22             JUDGE MORRISON:  Well, Dr. Karadzic, that's a truism.  But out of

23     the last half hour, speaking for myself, about 25 minutes was spent

24     asking this witness to speculate, which is not useful to anybody.

25             JUDGE KWON:  Fine.  We'll assess how much longer you would be

Page 5799

 1     given at the end of the six hours you will have.

 2             Mr. Suljevic, we find it very unfortunate not to be able to

 3     conclude your evidence before the summer recess which is forthcoming.  We

 4     planned our trial schedule a long time ago, and we are unable to continue

 5     tomorrow, so I apologise.

 6             Mr. Tieger.

 7             MR. TIEGER:  I'm not sure if the Court is aware of this or not,

 8     through -- either through VWS or any other source, but my understanding

 9     is it would be either impossible or an extreme inconvenience to the

10     witness to return as soon as we convene.  I gather he's available after

11     the 20th of August.

12             JUDGE KWON:  Thank you for the information.

13             So on behalf of the Tribunal, I apologise for your inconvenience,

14     that have you to travel to The Hague twice, but what happened happened.

15     So I would ask you to return to The Hague, liaising with the Victim and

16     Witness Section on the time which it would be convenient for you.

17             THE WITNESS: [Interpretation] Very well, Your Honours.

18             JUDGE KWON:  Thank you.  So is it correct that you are not able

19     to come to The Hague before 20th of August?

20             THE WITNESS: [Interpretation] It is true, Your Honour.  I've

21     planned my summer holiday from the 2nd of August to sometime around the

22     20th, so, yes, it would be a problem.

23             JUDGE KWON:  So we'll liaise with you, through the Victim and

24     Witness Section, and then the Prosecution will set an appropriate date in

25     consultation with you.  Thank you.

Page 5800

 1             You are free to go.  Have a nice holiday.

 2             THE WITNESS: [Interpretation] Thank you very much.

 3             JUDGE KWON:  Before we adjourn, I was wondering whether there's

 4     any administrative matters to be dealt with.

 5                           [The witness stands down]

 6             JUDGE KWON:  Then --

 7             THE ACCUSED: [Interpretation] If I may be heard, Your Honour.

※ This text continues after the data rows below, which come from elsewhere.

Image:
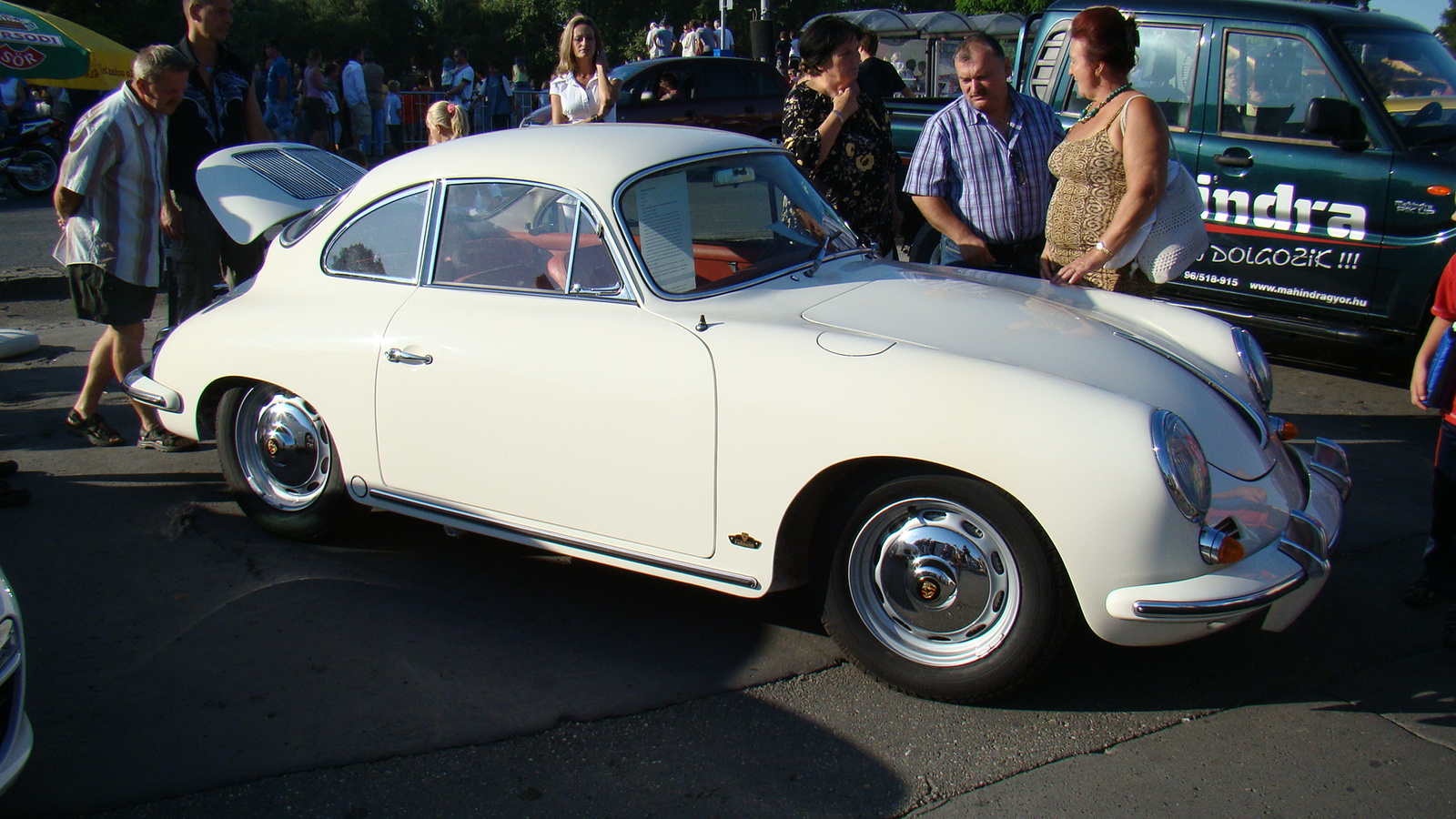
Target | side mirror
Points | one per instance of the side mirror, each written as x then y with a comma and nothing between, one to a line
1339,121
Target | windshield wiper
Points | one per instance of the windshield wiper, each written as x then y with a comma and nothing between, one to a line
830,234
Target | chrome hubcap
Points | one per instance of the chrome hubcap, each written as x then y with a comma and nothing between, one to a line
934,581
283,448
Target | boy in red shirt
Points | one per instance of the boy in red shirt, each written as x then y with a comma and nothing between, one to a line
1441,551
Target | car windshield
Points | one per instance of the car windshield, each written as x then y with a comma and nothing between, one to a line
1412,75
720,222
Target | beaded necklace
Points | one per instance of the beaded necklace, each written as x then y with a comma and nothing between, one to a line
1094,108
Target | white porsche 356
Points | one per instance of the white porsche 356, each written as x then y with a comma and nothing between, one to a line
660,349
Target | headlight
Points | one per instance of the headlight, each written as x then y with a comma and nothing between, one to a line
1256,365
1186,471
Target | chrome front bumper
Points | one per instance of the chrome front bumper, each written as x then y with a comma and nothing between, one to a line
1283,577
142,389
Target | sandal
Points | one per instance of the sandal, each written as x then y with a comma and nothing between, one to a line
95,430
11,496
162,440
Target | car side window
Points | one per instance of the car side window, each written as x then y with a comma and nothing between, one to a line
1267,85
516,237
383,242
1165,70
724,82
589,268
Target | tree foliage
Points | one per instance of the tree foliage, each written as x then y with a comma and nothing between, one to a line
997,6
1446,33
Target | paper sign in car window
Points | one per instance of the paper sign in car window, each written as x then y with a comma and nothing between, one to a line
667,232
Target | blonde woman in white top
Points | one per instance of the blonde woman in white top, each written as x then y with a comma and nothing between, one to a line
581,91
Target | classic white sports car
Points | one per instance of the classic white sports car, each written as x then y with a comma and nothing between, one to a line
660,349
16,738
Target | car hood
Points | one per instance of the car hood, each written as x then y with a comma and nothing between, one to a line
1070,334
254,187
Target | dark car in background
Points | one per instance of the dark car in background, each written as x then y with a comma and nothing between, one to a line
728,94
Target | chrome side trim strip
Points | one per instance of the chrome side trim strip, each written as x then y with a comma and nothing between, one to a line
1200,610
1310,567
568,542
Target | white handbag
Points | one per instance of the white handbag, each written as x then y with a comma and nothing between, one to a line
1177,238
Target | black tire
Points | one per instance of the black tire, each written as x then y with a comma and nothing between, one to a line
280,464
944,588
41,178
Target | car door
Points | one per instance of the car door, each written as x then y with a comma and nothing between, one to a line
526,385
1290,217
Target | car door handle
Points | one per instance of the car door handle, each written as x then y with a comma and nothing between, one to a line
400,358
1230,160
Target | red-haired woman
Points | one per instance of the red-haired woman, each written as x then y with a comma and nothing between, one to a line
1113,165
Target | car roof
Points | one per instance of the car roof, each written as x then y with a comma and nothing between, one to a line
1308,12
590,157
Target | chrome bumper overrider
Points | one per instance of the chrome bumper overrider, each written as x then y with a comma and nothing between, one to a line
1283,577
145,390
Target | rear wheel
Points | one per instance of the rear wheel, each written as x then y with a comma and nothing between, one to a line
278,460
34,172
944,588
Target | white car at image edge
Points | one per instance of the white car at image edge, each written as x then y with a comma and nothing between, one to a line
660,349
16,738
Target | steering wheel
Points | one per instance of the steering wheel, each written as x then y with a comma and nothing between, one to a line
1429,113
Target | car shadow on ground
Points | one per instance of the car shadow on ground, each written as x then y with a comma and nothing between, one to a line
175,647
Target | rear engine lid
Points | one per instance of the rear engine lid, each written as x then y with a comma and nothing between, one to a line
254,187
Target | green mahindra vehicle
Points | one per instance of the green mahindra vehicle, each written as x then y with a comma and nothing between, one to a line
1324,142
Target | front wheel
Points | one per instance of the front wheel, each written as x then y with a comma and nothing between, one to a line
944,588
34,172
280,462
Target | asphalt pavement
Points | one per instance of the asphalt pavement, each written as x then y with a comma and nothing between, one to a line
184,663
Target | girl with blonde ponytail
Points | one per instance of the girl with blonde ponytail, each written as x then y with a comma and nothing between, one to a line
444,121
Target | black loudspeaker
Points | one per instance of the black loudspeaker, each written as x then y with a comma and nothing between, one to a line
763,36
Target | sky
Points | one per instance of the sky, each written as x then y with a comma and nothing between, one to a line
1424,12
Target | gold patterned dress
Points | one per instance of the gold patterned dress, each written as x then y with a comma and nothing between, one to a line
1091,182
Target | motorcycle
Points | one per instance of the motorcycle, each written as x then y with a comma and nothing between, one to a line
31,155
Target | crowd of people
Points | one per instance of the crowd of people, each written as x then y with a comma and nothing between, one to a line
995,172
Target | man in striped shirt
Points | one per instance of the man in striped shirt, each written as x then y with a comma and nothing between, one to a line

 8             The rhythm is fierce for the Defence, for myself, personally.  I

 9     was hoping that we would be able to return to the regime of sitting of

10     three days a week.

11             JUDGE KWON:  I take it as a joke, Mr. Karadzic.

12             We'll resume on 17th of August, at 9.00; that's Tuesday.  And by

13     that time, the Chamber hopes it would resolve the issue related to the

14     scheduling of the hearing.

15             And then I wish all the parties, and the staff as well, have a

16     nice summer recess.

17             We rise.

18                           --- Whereupon the hearing adjourned at 2.29 p.m.,

19                           to be reconvened on Tuesday, the 17th day of

20                           August, 2010, at 9.00 a.m.